Goldman Sachs Cuts Arabica Coffee Price Forecasts by 7.7% on Weather

 

Goldman Sachs Cuts Arabica Coffee Forecasts by 7.7% on Weather

 

Goldman Sachs Group Inc. cut its price forecasts for arabica coffee traded in New York by 7.7 percent, citing favorable weather and the biggest stockpiles of the variety favored by Starbucks Corp. (SBUX) in five years.

 

The beans traded on the ICE Futures U.S. exchange will be at $1.20 a pound in three, six and 12 months, the bank said in a report e-mailed today. That’s down from last month’s forecast for $1.30 a pound. Arabica coffee futures fell 20 percent this year on signs of bigger harvests in leading producer Brazil and Colombia, the second-biggest grower of the variety.

 

“Arabica coffee prices continued to decline last month on larger than expected Colombian production and favorable weather for the upcoming crop in Brazil,” Damien Courvalin, an analyst at the bank in New York, wrote in the report.

 

Futures are heading for a third year of declines, the longest losing streak since 1993. The commodity is the fourth worst performer this year in the Standard & Poor’s GSCI gauge of 24 raw materials, with only gold, silver and corn down by more.
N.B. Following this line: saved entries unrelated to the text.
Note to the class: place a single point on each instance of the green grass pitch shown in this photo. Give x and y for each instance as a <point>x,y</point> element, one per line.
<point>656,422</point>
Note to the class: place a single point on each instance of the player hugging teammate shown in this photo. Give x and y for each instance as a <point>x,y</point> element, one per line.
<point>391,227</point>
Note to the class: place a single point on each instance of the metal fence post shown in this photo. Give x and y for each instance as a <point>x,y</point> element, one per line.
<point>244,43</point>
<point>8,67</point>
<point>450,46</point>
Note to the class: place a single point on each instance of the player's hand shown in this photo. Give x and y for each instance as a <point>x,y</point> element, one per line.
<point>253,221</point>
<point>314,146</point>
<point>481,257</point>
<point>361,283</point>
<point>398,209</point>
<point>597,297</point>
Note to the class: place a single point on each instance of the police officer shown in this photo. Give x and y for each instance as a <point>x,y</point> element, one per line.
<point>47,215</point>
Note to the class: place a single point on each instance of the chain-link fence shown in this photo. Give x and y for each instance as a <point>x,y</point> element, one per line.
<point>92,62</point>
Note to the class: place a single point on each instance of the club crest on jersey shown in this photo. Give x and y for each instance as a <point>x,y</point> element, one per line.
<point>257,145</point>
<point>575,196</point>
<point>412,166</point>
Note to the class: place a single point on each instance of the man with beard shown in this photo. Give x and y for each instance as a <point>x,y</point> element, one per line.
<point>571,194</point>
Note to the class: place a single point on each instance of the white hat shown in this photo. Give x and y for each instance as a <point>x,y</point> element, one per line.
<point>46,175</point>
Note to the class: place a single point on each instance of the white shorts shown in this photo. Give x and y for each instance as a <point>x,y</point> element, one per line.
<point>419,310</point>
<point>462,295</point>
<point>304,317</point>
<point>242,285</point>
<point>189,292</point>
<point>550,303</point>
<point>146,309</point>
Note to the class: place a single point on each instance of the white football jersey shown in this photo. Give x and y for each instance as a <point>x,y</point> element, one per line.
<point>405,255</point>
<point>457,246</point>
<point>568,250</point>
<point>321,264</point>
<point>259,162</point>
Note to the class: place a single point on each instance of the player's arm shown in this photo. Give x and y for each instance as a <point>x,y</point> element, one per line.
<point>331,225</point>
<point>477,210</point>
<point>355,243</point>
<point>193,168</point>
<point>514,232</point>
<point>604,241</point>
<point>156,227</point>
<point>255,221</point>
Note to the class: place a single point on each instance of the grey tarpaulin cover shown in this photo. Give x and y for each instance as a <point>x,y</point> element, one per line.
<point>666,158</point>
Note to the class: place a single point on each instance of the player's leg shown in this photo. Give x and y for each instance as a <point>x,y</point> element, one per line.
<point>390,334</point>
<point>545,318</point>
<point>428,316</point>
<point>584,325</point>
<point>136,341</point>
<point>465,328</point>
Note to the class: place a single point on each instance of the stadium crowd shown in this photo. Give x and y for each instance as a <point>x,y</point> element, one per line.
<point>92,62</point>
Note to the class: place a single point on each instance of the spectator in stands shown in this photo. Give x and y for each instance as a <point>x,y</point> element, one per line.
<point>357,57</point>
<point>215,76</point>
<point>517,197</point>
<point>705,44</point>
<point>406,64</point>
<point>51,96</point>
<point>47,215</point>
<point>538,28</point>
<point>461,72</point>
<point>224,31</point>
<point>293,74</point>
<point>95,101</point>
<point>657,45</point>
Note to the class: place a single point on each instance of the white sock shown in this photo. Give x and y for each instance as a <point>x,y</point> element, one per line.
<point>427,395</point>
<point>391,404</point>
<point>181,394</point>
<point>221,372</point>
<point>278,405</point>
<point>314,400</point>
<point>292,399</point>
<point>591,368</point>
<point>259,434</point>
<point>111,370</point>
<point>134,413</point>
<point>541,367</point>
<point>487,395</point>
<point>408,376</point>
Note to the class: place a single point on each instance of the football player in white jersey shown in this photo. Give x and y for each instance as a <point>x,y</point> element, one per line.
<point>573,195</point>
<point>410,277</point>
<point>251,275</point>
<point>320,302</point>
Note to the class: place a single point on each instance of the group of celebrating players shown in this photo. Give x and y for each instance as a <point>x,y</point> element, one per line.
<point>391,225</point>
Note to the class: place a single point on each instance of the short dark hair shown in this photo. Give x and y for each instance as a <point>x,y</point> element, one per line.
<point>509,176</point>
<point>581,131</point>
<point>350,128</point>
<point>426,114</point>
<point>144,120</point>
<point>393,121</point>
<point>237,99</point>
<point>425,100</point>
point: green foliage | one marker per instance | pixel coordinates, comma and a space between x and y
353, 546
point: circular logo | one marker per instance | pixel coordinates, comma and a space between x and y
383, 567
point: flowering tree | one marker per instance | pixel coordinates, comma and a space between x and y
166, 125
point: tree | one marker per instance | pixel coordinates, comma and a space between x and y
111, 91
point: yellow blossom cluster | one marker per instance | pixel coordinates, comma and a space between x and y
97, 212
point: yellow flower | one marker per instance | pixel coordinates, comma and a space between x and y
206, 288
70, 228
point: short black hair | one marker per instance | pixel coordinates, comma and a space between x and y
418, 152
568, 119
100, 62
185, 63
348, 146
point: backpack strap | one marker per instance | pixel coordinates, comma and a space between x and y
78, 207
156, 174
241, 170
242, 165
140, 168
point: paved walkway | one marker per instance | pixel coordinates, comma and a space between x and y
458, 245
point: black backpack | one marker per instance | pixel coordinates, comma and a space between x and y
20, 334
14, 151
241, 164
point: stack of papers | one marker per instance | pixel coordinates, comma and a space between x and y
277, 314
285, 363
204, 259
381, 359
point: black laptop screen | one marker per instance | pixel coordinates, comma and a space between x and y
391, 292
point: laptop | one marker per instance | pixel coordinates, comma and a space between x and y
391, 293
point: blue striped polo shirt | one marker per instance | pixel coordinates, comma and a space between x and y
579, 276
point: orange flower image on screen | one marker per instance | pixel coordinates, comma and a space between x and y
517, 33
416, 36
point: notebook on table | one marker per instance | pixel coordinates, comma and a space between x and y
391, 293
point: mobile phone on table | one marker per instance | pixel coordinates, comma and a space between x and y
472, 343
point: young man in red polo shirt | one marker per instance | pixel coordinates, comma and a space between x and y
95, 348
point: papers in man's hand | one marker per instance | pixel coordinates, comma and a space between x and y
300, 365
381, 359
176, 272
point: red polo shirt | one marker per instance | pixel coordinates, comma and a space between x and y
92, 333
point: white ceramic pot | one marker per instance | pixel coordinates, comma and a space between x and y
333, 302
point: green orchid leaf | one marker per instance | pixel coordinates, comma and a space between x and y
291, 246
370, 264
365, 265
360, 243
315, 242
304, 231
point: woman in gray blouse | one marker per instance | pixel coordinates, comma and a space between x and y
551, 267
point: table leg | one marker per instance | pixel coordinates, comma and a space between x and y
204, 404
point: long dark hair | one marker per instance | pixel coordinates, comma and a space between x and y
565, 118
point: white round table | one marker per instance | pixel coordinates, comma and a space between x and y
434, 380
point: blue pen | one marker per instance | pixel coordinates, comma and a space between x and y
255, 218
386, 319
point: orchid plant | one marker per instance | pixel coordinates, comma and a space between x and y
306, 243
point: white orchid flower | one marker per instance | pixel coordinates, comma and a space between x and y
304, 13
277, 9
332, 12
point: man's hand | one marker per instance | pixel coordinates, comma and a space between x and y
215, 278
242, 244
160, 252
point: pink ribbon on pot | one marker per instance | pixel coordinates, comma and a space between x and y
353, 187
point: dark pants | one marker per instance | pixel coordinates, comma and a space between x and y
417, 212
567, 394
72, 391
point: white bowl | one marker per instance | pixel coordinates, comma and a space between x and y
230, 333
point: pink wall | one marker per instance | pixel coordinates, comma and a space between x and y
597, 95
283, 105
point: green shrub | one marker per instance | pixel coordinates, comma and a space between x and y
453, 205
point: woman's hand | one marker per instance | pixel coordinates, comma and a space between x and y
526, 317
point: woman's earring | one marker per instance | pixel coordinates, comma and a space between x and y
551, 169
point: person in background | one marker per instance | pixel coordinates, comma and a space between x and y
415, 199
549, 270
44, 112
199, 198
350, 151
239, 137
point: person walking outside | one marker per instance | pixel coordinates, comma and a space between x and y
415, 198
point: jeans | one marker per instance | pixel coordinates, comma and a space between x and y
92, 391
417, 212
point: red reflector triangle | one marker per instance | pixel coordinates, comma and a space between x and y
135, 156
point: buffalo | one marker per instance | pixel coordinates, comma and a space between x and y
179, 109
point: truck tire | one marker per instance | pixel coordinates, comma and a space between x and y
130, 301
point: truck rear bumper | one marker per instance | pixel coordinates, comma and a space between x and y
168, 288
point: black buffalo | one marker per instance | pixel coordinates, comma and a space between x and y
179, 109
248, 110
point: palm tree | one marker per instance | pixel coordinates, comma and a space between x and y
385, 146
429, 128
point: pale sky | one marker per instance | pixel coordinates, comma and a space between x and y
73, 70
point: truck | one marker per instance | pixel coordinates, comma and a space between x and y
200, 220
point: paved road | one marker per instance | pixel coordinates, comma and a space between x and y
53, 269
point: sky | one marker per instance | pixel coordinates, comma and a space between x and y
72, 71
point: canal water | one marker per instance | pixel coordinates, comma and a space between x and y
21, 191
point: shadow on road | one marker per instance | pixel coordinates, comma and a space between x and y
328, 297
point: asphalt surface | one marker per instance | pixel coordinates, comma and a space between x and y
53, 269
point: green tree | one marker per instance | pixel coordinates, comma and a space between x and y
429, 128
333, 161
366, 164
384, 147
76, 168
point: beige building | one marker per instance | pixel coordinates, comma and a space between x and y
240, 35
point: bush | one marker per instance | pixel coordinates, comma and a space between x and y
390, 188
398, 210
Stockpiles at the end of this season will be 30.5 million bags, the highest since 2008-09, estimates the U.S. Department of Agriculture. A bag of coffee weighs 60 kilograms (132 pounds).

 

Coffee prices could rebound if there are further cuts to production in Central America, where leaf rust disease has hit crops, or if funds decide to close out bets on lower prices, Goldman said. Large and small speculators excluding index funds have been betting on lower prices since 2011, data from the U.S. Futures Trading Commission compiled by Bloomberg showed.

 

Arabica coffee for December deliver was little changed at $1.1475 a pound on ICE by 5:53 a.m. in New York.